筆者は、“バナナの叩売り”の結果が、刑事法廷に提出された証拠書類とどのように関係しているかを解明するために、検甲18号証と検甲19号証を新たに追加して検討することにした。

その結果、この二つの証拠書類は、本件“猿芝居”の欺瞞性を凝縮したシロモノであることが判明。
「冤罪を証明する定理(山根定理)」を援用しなくとも、本件刑事裁判が冤罪(えんざい。無実の罪とこと。)を裁いていることをズバリ正面から証明する証拠であることが判明した。
あるいはまた、「違法収集証拠排除法則(「前代未聞の猿芝居-㉔」)を用いて、検察官が有罪を立証しようとしている証拠の証拠能力を否定しなくとも、この二つの証拠書類は、本件“猿芝居”がデタラメであることを雄弁に物語る。

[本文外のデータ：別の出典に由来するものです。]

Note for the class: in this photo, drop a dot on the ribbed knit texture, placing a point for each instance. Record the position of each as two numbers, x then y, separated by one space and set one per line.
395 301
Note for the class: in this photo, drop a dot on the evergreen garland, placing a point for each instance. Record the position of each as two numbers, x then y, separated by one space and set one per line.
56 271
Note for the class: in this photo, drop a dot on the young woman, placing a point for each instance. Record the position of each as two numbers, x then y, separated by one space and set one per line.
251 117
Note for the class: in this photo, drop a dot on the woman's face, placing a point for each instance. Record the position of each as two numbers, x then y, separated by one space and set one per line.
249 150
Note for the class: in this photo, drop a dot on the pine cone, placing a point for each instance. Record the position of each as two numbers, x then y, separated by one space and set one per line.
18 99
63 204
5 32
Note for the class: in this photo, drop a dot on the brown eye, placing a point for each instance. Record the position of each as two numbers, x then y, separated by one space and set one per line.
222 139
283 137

何故そうであるのか?何故、検察官が犯則事実(脱税)を証明するために法廷に提出した検甲18号証と検甲19号証の2つの書証が、査察官と検察官のインチキを暴き、彼らの墓穴を掘らしめるようなものであるのか?
以下、説明を加えていく。

  1.  まず、各期末の社長夫人勘定と専務夫人勘定の残高は次の通りである。
    科目 平成28年 1月期 平成29年 1月期 合計 備考
    1.社長夫人勘定残高 69,344,320円 66,241,458円 135,585,778円 検甲18号証
    2.専務夫人勘定残高 17,831,439円 20,122,486円 32,953,925円 検甲19号証

    ここに示されている「社長夫人勘定」と「専務夫人勘定」という勘定科目は、A社の正規の帳簿書類にはない勘定科目であり、査察官が創作した借方の仮勘定である。この「仮勘定」というのは、検甲18号証、検甲19号証にはない言葉であり、筆者が説明のために付け加えたものである。

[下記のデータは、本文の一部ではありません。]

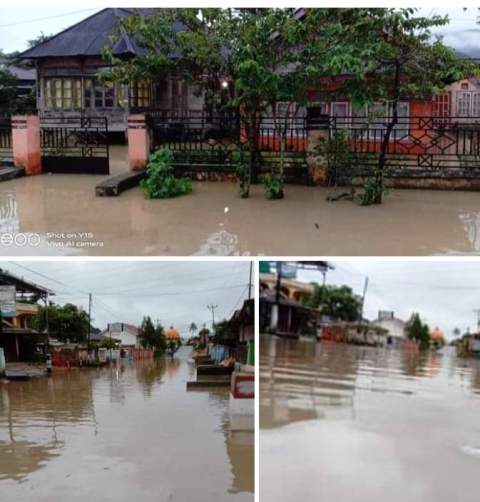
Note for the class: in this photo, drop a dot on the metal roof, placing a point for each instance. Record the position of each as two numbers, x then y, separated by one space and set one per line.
90 36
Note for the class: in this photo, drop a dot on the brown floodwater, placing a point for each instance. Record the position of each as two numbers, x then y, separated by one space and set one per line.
60 214
122 433
360 424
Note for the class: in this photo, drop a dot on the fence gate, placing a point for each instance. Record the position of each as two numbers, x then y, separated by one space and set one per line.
75 145
5 140
200 142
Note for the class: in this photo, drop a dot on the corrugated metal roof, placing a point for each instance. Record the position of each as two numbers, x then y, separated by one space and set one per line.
90 36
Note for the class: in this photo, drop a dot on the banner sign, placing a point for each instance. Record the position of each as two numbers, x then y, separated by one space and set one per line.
7 301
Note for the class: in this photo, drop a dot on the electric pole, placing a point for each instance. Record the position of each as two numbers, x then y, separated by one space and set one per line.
89 318
250 281
212 308
477 312
365 287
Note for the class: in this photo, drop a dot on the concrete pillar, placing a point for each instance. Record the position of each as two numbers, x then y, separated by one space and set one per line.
138 142
26 143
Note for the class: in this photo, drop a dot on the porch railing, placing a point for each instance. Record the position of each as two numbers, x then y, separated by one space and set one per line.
5 139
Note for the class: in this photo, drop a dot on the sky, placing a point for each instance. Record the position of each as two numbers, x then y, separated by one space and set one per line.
18 25
444 293
175 293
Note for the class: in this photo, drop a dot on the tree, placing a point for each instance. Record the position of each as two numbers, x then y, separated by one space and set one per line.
337 302
224 334
67 322
153 337
8 92
394 57
256 52
417 331
204 333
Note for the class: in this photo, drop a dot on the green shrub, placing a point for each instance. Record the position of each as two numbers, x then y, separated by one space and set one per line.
161 182
273 186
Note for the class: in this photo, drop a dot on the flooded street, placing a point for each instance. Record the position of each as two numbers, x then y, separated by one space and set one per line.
359 424
122 433
65 217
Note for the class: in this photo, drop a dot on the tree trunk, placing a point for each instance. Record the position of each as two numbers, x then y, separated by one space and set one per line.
379 175
252 142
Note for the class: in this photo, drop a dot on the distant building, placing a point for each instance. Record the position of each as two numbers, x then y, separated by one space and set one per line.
291 289
18 341
69 62
394 326
127 335
287 317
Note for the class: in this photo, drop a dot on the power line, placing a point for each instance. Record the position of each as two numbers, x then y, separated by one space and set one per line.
48 278
28 21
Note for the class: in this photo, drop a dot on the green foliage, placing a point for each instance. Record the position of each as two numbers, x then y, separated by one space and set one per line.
338 156
65 322
418 331
161 182
225 334
372 192
153 337
108 343
337 302
273 187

  2.  上記1.の仮勘定を計算するために、調査表なるものが添付されている。それぞれの調査表の要約は次の通りである。***(A) 社長夫人勘定調査表(検甲18号証)(要約) 単位千円

    財産

    科目 平成28年1月31日現在 平成29年1月31日現在
    1.預貯金 9,690 12,386
    2.マンション手付金等 4,005 4,505
    3.借入金 △11,000 △7,483
    4.財産合計 2,694 9,407
    5.前年度末財産合計 △7,330 2,694
    6.財産増減額 (4.~5.) 10,025 6,712
    7.処分可能所得 (収支の12.) △59,319 △59,528
    8.社長夫人勘定 (6.-7.) 69,344 66,241

    収支

    科目 平成28年1月期 平成29年1月期
    1.役員報酬 9,372 9,320
    2.ブランド品売却収入 672 0
    3.その他収入 461 6,327
    4.収入合計 (1.~3.の合計) 10,507 15,647
    5.百貨店 40,561 45,618
    6.信販 10,348 11,618
    7.きもの屋 3,645 0
    8.地代家賃 2,672 4,054
    9.学費 2,271 2,856
    10.その他支出 10,329 11,030
    11.支出合計 (5.~10.の合計) 69,826 75,176
    12.処分可能所得 (4.-11.) △59,319 △59,528

    ***(B) 専務夫人勘定調査表(検甲18号証)(要約) 単位千円

    財産

    科目 平成28年1月31日現在 平成29年1月31日現在
    1.預貯金 2,091 3,909
    2.貸付金 3,730 2,650
    3.その他 1,481 3,591
    4.借入金 △19,762 △20,521
    5.財産合計 △12,460 △10,371
    6.前年度末財産合計 △12,166 △12,460
    7.財産増減額 (5.-6.) △294 2,089
    8.処分可能所得 (収支の13.) △18,125 △18,033
    9.専務夫人勘定 (7.-8.) 17,831 20,122

    収支

    科目 平成28年1月期 平成29年1月期
    1.役員報酬 9,115 9,089
    2.年金収入 1,322 1,509
    3.ブランド品売却収入 0 382
    4.その他 6,009 93
    5.収入合計 16,446 11,073
    6.百貨店 16,113 17,344
    7.クレジットカード 4,264 4,673
    8.信販 2,559 2,130
    9.呉服店 732 851
    10.現金支出 1,909 1,193
    11.その他 2,995 2,915
    12.支出合計 28,572 29,106
    13.処分可能所得 △18,125 △18,033

    上記は、検甲18号証に添付されている「社長夫人勘定調査表」及び「専務夫人勘定調査表」をもとに、筆者が手を加えて分かり易くしたものだ。
    当初、この二つの調査表は一体何なのか理解に苦しんだが、じっと目を凝(こ)らして見つめていると、どうも資金の流れを追ったもの、即ち、キャッシュフロー表の類(たぐい)であることが分かった。
    つまり、社長夫人がA社の脱税資金を、個人的にどのようにいくら使ったのか、その資金の流れを追跡した資金繰り表の類(たぐい)であることが分かったのである。
    このキャッシュフロー表擬(もど)きの計算表は、正規の簿記会計には存在しないものだ。長年にわたって国税局が資金の流れをチョロまかすために使ってきた怪しげな計算表であった。